Mutual friends introduced JFK to Jacobson during the 1960 campaign. The first shot elevated his mood. From then on, it was clear sailing. Miracle Max shot up the president before the Kennedy-Nixon debates, the major state addresses, and even the 1961 Vienna summit meeting with Nikita Khrushchev. Secret Service files and the White House gate log confirm that Jacobson saw JFK no fewer than 34 times through May 1962.


Did Kennedy experience any of the impatience, irritability, and grandiosity, an exaggerated sense of personal power, that amphetamines so often produce? Clearly not: Kennedy’s court historians maintain that his illnesses and drug use didn’t affect his presidency. In any case, in June 1962, when Attorney General Robert Kennedy advised his brother to stop using Jacobson’s concoctions, the president replied, “I don’t care if it’s horse piss. It works.”


Jacobson himself became increasingly bizarre during the late 1960s. His amphetamine purchases became sufficient for more than 100 strong doses daily. He was buying a weekly average of 1,270 needles and 650 syringes. Favored patients could describe their symptoms by mail or telephone; Jacobson mailed them vials and disposable needles without an examination. According to one of his nurses, “When he gave an injection he would just spill … his medical bag on the table and rummage around amid a jumble of unmarked bottles and nameless chemicals. … He would see 30 patients or more a day. He worked 24 hours a day, sometimes for days on end … he was injecting himself with the stuff.”

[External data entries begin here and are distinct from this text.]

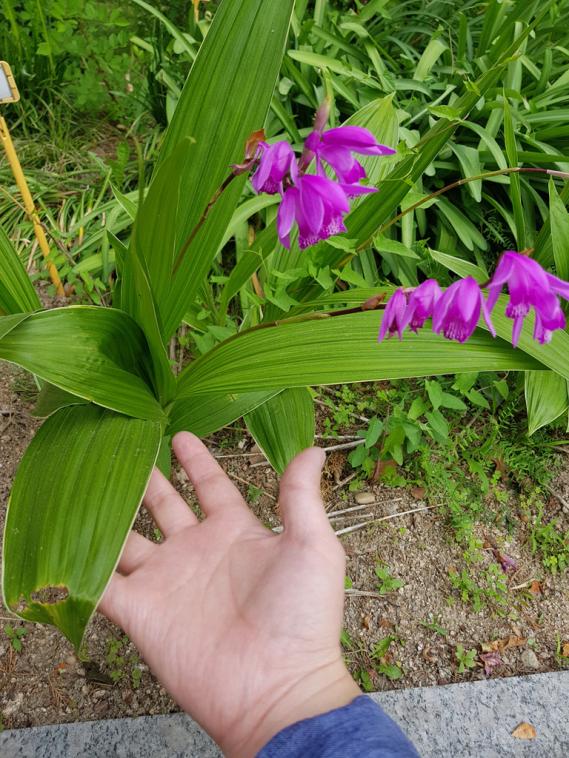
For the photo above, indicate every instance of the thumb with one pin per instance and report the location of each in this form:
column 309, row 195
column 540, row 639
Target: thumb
column 300, row 499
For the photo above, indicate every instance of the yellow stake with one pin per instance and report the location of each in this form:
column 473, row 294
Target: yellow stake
column 29, row 203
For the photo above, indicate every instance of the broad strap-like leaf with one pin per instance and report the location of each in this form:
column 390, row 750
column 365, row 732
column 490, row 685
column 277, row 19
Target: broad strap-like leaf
column 205, row 414
column 137, row 300
column 546, row 398
column 224, row 101
column 99, row 354
column 17, row 294
column 344, row 349
column 52, row 399
column 73, row 503
column 283, row 426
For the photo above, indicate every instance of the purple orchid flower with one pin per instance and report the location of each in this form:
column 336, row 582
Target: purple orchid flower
column 530, row 286
column 457, row 312
column 421, row 304
column 317, row 205
column 336, row 146
column 277, row 161
column 394, row 316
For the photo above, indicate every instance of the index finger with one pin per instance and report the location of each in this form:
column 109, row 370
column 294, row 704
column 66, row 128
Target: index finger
column 215, row 491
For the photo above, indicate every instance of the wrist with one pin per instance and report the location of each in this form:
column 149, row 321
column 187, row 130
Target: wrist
column 312, row 694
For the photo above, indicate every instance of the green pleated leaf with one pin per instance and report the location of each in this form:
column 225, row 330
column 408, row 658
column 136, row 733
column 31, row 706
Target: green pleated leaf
column 17, row 294
column 344, row 349
column 73, row 502
column 225, row 99
column 460, row 266
column 52, row 399
column 137, row 299
column 205, row 414
column 546, row 398
column 99, row 354
column 283, row 426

As one patient later recounted, “My last shot was a blood-red thing about a foot long. I went blind for two days, and when my eyesight finally came back, I threw away all my speed and hung up my works on the living room lampshade.” When Kennedy photographer Mark Shaw, another Jacobson patient, died in 1969 at age 47, the city’s chief medical examiner concluded Shaw had died of “acute and chronic intravenous amphetamine poisoning.”


In early December 1972, Jacobson’s practice was exposed in the city dailies. He was charged with 48 counts of unprofessional conduct, and in 1975 the State Department of Education revoked his license. His 1979 application to regain it was denied, and state spokesmen explained that Jacobson, then 79, seemed unready to enter the “mainstream of practice.” Eventually Miracle Max faded into obscurity.